Le portier se hâte de remplir sa mission, et ne tarde pas à reparaître, accompagné de M. Desloyers qui, au seul mot de voleur a déjà pris ses mesures pour l’attaque. En véritable hussard d’alcôve, il n’a quitté ni sa robe de chambre, ni son bonnet de coton, mais ses bésicles ont remplacé le garde-vue de taffetas vert, il a relevé ses bas, rattaché ses jarretières, et s’est armé d’une broche qu’il prise en traversant sa cuisine.

– « Ah ça ! mes amis, dit-il, de la prudence, surtout pas de bruit ; nous voulons monter, n’est-ce pas ? Chut, chut, il me semble entendre… c’est une voiture. Un moment, ne précipitons rien : tout le monde va se déchausser : chut… vous, monsieur Tripot (c’est au portier qu’il s’adresse), comme ils pourraient être en force, prenez votre merlin, madame Tripot va empoigner son balai, et mameselle Tripot la pèle à feu ; ces dames auront chacune une chaise, afin d’accabler l’ennemi ; actuellement en avant… Moi, je me charge de soutenir la retraite, et s’il y a de la résistance, je me porterai de ma personne partout où il me conviendra de le faire ; c’est entendu, c’est dit, c’est compris : allons, passez devant moi, je vous suis. »

Toute la troupe s’ébranle en longeant la rampe. Parvenue au second, elle s’arrête : chut, c’est là ; on se range en bataille sur le carré… Le portier, qui forme l’avant-garde, introduit doucement la clef dans la serrure, la porte cède… Ah ! ce n’est qu’un cri de surprise, d’étonnement, d’indignation, de scandale : un homme et une femme, des meubles brisés et des paquets les uns sur les autres : quel tableau ! les dames, comme par un mouvement spontané, s’appliquent sur l’organe visuel cette main discrète, officieuse persienne qui permet de satisfaire la curiosité en ménageant la pudeur ; au dedans au dehors tout est immobile, jusqu’aux rideaux ; acteurs, spectateurs restent comme pétrifiés, personne ne parle, personne ne dit mot, tant on est interloqué, tant est grande la stupéfaction ; le portier est muet aussi, mais il n’y peut plus tenir, et rompant le silence… « Ah ! dit-il, voilà du nouveau ; il faut que le commissaire vienne et que la barbe du juge en fume. »

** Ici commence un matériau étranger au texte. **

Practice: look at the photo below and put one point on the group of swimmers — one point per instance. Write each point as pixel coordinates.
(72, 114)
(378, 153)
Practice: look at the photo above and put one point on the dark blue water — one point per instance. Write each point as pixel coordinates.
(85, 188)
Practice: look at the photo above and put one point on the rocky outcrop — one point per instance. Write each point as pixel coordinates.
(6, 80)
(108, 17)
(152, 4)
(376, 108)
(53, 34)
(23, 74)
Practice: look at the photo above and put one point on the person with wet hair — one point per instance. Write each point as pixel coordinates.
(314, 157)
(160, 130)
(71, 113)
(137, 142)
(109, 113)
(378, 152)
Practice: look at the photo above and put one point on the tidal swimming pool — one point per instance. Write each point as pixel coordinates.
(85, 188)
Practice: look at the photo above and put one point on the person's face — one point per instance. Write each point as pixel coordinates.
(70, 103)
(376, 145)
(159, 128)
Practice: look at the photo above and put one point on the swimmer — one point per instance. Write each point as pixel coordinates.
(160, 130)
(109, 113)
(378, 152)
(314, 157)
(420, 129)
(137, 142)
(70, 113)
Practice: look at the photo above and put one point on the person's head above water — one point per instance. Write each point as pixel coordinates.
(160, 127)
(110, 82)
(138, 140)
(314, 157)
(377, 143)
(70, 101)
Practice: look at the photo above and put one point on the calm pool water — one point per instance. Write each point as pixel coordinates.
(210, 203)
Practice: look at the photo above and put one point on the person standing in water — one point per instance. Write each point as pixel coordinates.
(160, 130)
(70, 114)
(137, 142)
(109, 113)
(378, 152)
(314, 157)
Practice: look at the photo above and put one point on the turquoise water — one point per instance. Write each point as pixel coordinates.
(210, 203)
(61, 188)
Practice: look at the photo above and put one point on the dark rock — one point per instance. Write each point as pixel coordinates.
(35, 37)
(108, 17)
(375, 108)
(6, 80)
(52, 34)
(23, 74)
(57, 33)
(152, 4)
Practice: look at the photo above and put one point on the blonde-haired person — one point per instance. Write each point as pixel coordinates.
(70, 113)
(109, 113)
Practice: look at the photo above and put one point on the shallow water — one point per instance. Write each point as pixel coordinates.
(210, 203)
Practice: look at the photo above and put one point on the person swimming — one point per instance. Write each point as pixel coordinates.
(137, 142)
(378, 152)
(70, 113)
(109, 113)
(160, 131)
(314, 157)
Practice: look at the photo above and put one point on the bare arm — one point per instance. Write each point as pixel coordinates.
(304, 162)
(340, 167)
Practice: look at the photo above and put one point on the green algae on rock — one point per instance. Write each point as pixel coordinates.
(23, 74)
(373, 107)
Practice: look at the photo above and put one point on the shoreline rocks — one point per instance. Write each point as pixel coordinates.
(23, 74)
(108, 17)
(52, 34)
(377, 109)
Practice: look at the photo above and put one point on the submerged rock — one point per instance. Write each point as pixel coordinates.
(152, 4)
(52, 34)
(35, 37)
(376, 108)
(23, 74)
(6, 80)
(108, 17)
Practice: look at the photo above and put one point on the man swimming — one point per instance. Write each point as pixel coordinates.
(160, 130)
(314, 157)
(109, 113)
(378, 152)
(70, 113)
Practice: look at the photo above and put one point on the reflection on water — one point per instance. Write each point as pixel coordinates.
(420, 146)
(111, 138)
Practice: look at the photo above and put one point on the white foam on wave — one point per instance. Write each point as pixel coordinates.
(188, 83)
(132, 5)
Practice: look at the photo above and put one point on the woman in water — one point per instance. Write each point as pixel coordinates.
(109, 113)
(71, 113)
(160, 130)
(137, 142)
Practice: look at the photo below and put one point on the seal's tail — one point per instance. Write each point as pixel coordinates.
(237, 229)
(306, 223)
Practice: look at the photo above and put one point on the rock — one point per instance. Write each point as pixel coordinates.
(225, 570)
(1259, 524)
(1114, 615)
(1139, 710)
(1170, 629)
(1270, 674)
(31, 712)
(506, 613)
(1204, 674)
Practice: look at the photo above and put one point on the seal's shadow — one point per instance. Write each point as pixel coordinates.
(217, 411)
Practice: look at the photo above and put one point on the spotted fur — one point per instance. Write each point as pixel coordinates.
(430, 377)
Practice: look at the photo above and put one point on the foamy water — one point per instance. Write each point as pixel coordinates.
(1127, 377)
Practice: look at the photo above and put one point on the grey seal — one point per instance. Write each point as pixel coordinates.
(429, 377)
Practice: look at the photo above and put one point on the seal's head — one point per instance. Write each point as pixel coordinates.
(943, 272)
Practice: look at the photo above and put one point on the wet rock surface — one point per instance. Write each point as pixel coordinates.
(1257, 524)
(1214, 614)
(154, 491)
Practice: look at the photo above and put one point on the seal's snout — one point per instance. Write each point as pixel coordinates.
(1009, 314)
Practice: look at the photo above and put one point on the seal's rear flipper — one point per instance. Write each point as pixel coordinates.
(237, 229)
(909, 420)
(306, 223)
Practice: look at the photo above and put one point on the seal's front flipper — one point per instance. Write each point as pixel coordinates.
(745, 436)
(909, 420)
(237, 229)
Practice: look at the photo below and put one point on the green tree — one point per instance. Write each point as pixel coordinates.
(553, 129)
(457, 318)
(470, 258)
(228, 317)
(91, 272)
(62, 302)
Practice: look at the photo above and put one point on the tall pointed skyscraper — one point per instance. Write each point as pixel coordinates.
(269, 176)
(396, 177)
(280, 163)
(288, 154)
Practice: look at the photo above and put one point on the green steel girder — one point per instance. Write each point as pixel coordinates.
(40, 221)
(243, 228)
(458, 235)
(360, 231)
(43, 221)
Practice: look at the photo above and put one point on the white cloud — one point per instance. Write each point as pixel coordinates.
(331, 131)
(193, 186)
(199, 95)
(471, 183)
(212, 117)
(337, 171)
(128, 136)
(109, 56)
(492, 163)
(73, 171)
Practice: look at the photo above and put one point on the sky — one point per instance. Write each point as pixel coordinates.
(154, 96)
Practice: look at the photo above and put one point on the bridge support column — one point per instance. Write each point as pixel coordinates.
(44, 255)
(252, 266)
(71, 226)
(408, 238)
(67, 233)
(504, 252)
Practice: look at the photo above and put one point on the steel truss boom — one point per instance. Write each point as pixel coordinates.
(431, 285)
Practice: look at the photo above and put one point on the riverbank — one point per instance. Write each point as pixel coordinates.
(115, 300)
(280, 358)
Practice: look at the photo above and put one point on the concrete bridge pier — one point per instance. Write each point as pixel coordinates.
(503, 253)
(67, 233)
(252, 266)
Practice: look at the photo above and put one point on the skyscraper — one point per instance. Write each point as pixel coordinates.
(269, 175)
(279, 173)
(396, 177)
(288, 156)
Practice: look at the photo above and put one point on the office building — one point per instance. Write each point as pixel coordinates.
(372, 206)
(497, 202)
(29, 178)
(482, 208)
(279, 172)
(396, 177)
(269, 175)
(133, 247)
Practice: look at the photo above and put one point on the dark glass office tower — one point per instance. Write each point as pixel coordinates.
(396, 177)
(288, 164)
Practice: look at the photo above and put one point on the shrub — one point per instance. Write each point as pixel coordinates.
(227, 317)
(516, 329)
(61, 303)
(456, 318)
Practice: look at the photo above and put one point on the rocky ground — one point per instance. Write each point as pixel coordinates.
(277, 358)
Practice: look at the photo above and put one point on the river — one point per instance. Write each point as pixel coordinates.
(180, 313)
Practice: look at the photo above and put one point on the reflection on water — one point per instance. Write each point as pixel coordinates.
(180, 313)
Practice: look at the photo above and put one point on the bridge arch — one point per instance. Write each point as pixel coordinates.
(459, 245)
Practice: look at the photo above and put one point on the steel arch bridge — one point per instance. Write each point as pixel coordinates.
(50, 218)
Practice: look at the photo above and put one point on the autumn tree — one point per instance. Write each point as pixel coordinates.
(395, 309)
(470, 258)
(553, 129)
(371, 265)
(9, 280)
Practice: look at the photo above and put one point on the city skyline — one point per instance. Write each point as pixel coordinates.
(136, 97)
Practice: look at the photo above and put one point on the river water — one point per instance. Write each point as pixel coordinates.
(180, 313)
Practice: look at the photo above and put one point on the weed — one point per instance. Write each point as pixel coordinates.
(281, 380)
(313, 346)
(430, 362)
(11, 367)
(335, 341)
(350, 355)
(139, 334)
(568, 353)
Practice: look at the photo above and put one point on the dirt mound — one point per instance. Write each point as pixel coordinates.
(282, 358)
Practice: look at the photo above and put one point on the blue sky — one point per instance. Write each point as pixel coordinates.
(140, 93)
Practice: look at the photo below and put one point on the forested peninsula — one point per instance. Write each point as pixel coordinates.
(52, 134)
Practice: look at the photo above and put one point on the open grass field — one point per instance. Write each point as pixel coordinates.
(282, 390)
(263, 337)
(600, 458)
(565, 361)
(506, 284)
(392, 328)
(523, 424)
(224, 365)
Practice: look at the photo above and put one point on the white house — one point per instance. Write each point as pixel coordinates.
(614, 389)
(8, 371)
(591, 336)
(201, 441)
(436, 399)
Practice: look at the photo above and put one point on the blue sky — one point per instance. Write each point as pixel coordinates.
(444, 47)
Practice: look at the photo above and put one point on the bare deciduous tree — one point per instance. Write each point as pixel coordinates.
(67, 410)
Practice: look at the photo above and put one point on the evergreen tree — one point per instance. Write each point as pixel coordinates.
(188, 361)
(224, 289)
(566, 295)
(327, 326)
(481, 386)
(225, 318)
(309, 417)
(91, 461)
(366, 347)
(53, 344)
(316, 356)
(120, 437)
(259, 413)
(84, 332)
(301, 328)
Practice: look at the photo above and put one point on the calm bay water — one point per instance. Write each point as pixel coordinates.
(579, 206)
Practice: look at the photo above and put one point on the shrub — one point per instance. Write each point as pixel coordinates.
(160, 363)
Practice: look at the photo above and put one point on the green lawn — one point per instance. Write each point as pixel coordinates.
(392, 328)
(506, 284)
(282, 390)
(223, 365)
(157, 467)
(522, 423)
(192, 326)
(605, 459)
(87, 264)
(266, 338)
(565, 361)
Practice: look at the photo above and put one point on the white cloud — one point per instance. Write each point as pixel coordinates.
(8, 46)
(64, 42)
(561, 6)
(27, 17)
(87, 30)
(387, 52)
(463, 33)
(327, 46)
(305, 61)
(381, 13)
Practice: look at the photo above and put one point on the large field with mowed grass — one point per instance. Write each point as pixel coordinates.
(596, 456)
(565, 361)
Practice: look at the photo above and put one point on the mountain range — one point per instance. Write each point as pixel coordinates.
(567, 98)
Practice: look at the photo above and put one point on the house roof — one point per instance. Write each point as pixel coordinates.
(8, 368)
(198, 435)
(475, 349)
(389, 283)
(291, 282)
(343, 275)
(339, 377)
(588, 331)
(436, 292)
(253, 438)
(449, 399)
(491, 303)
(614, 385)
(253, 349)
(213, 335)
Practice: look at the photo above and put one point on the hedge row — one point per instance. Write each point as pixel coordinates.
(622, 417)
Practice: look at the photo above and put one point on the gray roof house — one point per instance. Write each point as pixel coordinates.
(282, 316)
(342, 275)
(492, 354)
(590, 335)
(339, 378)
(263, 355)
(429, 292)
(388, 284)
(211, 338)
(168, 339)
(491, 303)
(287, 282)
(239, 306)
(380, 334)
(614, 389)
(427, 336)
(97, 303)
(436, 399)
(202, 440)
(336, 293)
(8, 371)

Le commissaire, les exempts, la garde, qu’un voisin est allé chercher, ne se font pas long-temps attendre. On s’empare des deux amants : Adèle, interrogée la première, ne se déconcerte pas, elle proteste que sa présence dans la chambre où elle a été surprise, n’est que l’effet d’un cas fortuit ; elle ne connaît pas l’homme avec qui on l’a trouvée, elle ne l’a seulement jamais vu de sa vie ; mais comme elle est fille publique, il l’a accostée dans la rue, et ils sont montés ensemble dans la maison, croyant que c’était une maison de plaisir : une porte était ouverte sur l’escalier, et ma foi l’occasion, l’herbe tendre… au surplus, elle est on ne peut plus étrangère à la formation des paquets, et si un vol a été commis, elle s’en lave les mains.

Le mensonge était assez bien imaginé ; mais Rigottier, avec qui Adèle n’avait pu se concerter, ne tint pas le même langage, et de cette différence dans les dires, résulta pour tous deux une condamnation a seize ans de fers. Rigottier partit avec la chaîne en 1802 ; dix ans plus tard je le rencontrai sur les quais : il s’était évadé, je l’arrêtai ; depuis il est mort au bagne.